Last year, Fred raised the issue of commercial skipping under FECA. One of the provisions of that act was to legalize the skipping of "limited portions" of a work in the context of profanity filters. The Copyright Office reasoned that this exemption didn't apply to commercial skipping, however, because "the commercials are, themselves, separate and independent motion pictures for the purposes of the Copyright Act, and thus the Act would immunize skipping of "limited portions" of commercials, but not entire commercials."
I'm not quite sure I can get my head around their reasoning. It seems to me that, if the broadcast and commercial are truly independent, skipping the commercials wouldn't be an issue.
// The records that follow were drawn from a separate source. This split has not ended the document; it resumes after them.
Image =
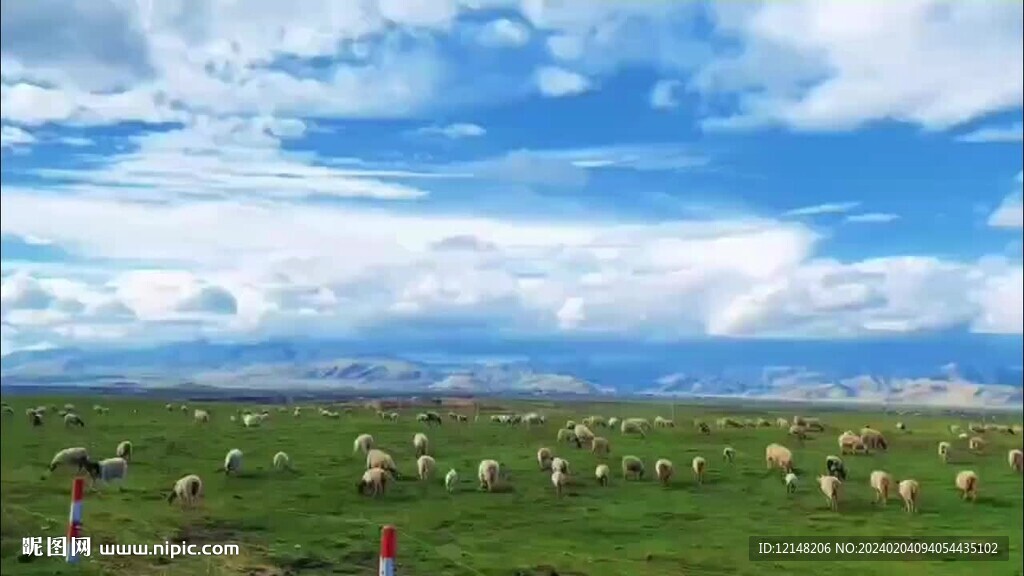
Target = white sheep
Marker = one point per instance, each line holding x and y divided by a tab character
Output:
664	470
77	456
282	461
559	480
124	450
908	490
829	486
421	444
363	443
187	490
425	466
967	483
882	483
791	483
232	461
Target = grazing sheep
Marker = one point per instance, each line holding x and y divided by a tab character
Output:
487	472
77	456
374	480
967	483
632	465
1016	459
664	470
451	480
908	490
72	419
363	443
829	486
559	480
425	466
232	461
187	490
777	455
881	482
699	466
282	461
559	464
544	458
421	444
124	450
791	483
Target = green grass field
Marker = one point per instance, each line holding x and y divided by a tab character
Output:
312	521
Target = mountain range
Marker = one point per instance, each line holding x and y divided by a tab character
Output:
966	371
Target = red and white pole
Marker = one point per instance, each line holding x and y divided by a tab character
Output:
75	522
387	551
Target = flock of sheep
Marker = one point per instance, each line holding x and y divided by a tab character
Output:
380	467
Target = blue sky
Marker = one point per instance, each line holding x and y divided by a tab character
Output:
552	168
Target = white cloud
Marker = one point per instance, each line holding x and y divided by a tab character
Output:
871	218
665	94
504	33
817	209
558	82
1013	133
829	66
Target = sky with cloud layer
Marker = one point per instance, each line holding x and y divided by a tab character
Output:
180	169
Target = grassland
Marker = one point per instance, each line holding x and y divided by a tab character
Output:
312	521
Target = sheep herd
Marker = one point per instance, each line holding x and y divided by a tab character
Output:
380	467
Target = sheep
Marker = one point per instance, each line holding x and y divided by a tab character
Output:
664	470
375	480
381	459
487	472
829	486
699	466
791	483
187	490
425	466
282	461
77	456
632	465
72	419
124	450
363	443
836	466
908	490
559	464
1016	459
778	455
881	482
967	483
421	444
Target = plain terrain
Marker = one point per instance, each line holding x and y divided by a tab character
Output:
312	521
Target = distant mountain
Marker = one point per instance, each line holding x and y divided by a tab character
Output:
966	371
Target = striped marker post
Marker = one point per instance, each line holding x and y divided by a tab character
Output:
387	551
75	522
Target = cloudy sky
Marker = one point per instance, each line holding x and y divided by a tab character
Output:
177	169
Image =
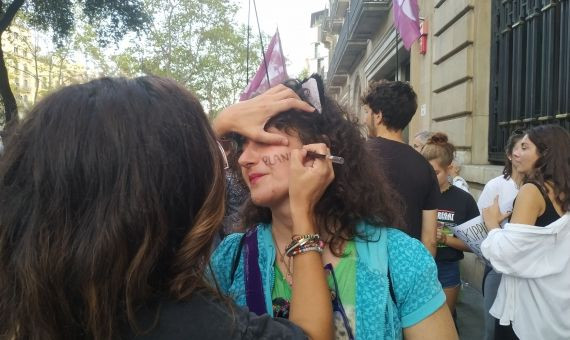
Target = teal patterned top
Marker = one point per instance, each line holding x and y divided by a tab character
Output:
412	270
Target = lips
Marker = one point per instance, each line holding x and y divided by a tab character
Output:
254	178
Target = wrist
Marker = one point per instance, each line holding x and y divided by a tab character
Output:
303	224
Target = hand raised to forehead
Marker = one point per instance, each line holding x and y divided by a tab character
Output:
309	180
248	118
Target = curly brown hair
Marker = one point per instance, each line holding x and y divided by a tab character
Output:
553	164
358	191
112	192
395	99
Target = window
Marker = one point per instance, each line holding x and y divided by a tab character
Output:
530	68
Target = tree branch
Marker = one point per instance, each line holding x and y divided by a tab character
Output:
7	18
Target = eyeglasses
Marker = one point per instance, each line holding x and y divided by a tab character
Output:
224	157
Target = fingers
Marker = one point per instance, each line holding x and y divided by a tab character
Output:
506	215
271	138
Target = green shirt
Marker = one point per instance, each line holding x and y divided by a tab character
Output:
345	273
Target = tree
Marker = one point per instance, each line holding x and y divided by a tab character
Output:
197	44
110	18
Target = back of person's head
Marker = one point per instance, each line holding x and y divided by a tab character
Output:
420	139
440	149
358	191
553	163
396	100
423	136
514	138
110	194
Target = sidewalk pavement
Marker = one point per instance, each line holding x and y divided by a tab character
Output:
470	323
The issue at hand was whether transformative actions like skipping commercials or censoring profanity constituted an authorized derivative work. If you view the show and commercials as independent works, then you shouldn't need FECA to legalize this at all. Since when can't you skip an entire work?
There is little doubt that the commercial would already be protected on its own. ndeed, I think the compilation classification is probably appropriate, but I still fail to see how this distinction fundamentally changes the fact that the commercial is still a "limited portion" of the compilation. Section 103 explicitly states that protection in the compilation is "independent of, and does not affect or enlarge the scope, duration, ownership ... of any protection in the preexisting material". This also raises the question of whether the requisite originality has been met in arranging the compilation.
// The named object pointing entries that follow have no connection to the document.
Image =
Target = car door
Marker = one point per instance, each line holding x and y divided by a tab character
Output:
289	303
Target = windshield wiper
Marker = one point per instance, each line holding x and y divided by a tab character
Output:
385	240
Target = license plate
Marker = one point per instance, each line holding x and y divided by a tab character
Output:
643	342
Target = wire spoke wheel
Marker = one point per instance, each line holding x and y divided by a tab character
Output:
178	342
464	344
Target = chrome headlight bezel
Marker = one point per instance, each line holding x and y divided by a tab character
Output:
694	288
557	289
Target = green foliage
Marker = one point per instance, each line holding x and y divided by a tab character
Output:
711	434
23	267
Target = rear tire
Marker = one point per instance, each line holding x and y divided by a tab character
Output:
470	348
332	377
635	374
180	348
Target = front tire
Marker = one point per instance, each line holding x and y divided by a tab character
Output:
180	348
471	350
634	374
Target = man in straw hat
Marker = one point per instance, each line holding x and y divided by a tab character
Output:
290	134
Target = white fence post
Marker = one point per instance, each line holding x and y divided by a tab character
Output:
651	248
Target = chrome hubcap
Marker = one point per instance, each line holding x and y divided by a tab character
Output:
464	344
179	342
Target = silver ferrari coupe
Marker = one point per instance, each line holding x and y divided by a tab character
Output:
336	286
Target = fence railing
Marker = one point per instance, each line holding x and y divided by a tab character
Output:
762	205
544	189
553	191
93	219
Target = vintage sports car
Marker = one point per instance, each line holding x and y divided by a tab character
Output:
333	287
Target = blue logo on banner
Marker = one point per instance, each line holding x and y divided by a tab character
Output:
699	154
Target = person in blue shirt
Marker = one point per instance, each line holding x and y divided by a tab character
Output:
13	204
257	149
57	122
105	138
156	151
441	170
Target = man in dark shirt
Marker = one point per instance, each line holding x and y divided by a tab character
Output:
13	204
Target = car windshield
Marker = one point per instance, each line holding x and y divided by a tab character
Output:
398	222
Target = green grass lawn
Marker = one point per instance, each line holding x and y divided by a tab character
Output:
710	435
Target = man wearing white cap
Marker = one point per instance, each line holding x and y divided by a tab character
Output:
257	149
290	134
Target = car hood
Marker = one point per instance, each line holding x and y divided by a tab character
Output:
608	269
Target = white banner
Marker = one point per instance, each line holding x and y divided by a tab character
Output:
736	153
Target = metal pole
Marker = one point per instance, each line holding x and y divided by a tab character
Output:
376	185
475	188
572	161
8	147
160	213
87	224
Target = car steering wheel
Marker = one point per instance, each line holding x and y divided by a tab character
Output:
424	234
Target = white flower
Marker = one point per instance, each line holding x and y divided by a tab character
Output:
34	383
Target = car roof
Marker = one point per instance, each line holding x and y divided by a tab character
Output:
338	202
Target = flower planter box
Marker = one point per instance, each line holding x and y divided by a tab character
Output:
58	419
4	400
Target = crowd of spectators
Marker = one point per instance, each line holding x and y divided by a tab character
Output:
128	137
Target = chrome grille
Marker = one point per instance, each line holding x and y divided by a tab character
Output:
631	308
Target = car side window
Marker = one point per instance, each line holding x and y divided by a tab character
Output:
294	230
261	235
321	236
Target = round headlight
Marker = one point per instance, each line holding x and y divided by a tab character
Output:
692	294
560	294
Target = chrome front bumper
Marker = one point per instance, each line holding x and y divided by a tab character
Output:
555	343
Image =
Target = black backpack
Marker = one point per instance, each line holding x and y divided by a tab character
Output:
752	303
This suggests to me that, either way you look at it, commercial skipping should be covered. One relevant point that Fred raised afterwards was that in the course of time-shifting a reproduction is necessarily made, and it is worth noting that the analysis may change if you're not reproducing the compilation in its entirety.
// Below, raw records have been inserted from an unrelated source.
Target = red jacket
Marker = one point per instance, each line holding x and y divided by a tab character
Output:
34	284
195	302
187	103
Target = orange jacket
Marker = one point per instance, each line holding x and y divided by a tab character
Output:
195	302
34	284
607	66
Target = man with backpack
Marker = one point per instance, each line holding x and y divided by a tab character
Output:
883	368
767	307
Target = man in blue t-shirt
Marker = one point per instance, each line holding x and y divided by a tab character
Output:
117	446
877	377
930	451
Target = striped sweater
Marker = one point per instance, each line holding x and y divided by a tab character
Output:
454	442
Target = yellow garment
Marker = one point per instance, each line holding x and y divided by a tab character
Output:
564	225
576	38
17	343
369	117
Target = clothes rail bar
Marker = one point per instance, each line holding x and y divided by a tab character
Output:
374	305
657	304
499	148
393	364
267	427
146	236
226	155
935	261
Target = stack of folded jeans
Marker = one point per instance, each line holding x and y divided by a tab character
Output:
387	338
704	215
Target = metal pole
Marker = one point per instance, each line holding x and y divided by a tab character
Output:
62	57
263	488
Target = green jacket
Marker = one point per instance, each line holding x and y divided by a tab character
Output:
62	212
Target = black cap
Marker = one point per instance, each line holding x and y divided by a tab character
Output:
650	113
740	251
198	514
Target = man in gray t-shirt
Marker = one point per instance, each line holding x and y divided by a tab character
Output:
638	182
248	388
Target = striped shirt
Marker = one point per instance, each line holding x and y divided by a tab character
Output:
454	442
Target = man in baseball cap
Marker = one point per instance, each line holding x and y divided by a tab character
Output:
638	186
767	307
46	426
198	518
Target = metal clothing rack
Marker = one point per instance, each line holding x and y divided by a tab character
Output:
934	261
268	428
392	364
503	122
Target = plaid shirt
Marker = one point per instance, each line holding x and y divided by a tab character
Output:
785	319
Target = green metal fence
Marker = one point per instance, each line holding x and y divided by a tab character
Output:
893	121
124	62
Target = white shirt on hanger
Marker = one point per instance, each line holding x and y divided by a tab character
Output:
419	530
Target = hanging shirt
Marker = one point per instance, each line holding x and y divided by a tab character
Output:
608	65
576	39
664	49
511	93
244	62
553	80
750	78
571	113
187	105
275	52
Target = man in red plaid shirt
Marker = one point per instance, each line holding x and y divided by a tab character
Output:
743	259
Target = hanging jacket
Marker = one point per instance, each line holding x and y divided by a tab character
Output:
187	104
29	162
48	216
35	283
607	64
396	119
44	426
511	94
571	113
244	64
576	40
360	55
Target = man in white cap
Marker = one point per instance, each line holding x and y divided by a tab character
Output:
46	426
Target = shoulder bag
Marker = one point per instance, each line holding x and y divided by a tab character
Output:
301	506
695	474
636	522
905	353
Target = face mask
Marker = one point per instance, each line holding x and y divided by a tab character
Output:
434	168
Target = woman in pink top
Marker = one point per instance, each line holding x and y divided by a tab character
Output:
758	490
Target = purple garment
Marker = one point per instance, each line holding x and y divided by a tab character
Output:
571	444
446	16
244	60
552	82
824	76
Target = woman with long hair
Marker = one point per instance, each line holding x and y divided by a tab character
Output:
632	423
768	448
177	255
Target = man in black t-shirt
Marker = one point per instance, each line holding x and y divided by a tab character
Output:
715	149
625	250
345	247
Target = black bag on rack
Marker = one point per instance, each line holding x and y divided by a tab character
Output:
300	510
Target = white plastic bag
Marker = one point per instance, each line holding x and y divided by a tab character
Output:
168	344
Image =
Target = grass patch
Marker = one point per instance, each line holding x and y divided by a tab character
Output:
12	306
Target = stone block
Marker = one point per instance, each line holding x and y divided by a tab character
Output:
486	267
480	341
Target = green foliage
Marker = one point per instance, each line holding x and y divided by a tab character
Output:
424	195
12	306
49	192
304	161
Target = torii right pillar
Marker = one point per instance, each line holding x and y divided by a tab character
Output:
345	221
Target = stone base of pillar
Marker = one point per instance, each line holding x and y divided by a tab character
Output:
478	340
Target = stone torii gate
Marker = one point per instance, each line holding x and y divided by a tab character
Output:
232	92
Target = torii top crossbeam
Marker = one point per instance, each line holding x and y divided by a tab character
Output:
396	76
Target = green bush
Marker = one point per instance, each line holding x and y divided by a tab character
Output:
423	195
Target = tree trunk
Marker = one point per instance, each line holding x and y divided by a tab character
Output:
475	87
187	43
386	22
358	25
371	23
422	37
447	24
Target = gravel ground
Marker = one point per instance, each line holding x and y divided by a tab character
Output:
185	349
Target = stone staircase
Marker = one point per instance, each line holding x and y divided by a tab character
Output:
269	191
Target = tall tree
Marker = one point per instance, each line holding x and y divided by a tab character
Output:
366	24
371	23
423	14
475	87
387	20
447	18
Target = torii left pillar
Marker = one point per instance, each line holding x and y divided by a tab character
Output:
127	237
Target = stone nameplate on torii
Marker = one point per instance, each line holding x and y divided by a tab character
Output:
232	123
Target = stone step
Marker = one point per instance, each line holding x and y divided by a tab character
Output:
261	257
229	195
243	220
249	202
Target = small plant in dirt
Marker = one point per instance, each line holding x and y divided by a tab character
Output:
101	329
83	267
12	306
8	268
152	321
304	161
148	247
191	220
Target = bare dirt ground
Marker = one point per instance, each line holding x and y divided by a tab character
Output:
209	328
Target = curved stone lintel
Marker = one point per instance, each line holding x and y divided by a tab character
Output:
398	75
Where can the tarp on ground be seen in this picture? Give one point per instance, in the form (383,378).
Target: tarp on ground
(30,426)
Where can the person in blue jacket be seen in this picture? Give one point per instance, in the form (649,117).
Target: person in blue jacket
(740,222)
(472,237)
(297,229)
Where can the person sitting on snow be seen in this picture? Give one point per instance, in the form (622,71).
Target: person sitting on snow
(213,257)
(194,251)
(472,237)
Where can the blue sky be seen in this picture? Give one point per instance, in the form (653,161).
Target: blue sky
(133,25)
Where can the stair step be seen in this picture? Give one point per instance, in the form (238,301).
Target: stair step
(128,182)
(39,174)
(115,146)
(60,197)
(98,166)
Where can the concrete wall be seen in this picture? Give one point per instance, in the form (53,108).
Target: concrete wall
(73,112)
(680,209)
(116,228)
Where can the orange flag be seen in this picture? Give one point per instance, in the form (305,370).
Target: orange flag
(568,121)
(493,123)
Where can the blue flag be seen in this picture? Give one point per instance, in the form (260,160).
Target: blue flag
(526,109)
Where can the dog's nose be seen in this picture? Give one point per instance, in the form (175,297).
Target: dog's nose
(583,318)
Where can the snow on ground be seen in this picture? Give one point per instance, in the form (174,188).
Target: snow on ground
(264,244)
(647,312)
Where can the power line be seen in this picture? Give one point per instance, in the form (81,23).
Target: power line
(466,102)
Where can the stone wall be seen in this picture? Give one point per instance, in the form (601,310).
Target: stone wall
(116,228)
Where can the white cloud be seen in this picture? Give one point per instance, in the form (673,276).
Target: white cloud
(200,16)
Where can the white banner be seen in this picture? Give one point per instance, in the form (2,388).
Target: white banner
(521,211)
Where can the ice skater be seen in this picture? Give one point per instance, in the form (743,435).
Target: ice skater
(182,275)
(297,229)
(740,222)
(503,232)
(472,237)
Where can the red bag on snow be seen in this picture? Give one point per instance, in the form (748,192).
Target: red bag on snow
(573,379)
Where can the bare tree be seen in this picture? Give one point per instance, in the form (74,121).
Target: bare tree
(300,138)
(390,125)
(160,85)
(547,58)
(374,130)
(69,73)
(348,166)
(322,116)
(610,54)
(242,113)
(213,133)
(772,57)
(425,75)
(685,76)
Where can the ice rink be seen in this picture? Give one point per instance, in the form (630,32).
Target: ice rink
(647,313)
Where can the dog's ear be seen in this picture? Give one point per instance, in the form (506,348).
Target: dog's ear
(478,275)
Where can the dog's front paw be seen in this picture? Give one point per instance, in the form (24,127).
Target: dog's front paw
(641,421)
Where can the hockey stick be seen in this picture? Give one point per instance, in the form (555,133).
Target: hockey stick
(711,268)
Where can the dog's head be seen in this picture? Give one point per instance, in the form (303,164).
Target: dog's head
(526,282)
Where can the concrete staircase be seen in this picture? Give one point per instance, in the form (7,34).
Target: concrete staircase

More recently was a Syracuse Law Review article that suggests that TiVo is guilty of inducing infringement under a Grokster analysis. The premise is that skipping commercials constitutes infringement and by encouraging their users to skip commercials the DVR makers are inducing infringement. (I couldn't seem to find a link online, but you can find it on Lexis for sure, 56 Syr. L. Rev. 27).
Rebecca Tushnet dismisses Ned's analysis that TiVO is liable because they are "profiting at the expense of television networks" (Ned's words), pointing out that there is, after all, "no such thing as a natural right to a business model".
It seems the burden is pretty high here to show inducement. First you have to prove that actual infringement occured, and you can probably guess where I fall on that question based on my earlier analysis. Ned focuses on the reproduction issues that Fred raised, and I'll concede that it's at least plausible that some court will find infringement here (although I have said in the past that I believe the reproduction right should be relaxed in the digital context).
Then you have to show under a Grokster analysis that the DVR makers actively induced infringement. The test, as described in the opinion:
We hold that one who distributes a device with the object of promoting its use to infringe copyright, as shown by clear expression or other affirmative steps taken to foster infringement, is liable for the resulting acts of infringement by third parties
Ned offers evidence that Tivo encourages its users to record works that would include protected works. That would be fine if he was was alleging that time-shifting itself was infringing. For the issue of commercial skipping, Ned says "nevertheless, an argument can be made that the mere presence of QuickSkip is sufficient to find that Microsoft and ReplayTV encourage users to do so."
I really think type of analysis completely misses the point of Grokster. The active inducement test was a way to punish the bad actors as evidenced by their actions, not the mere presence of a feature.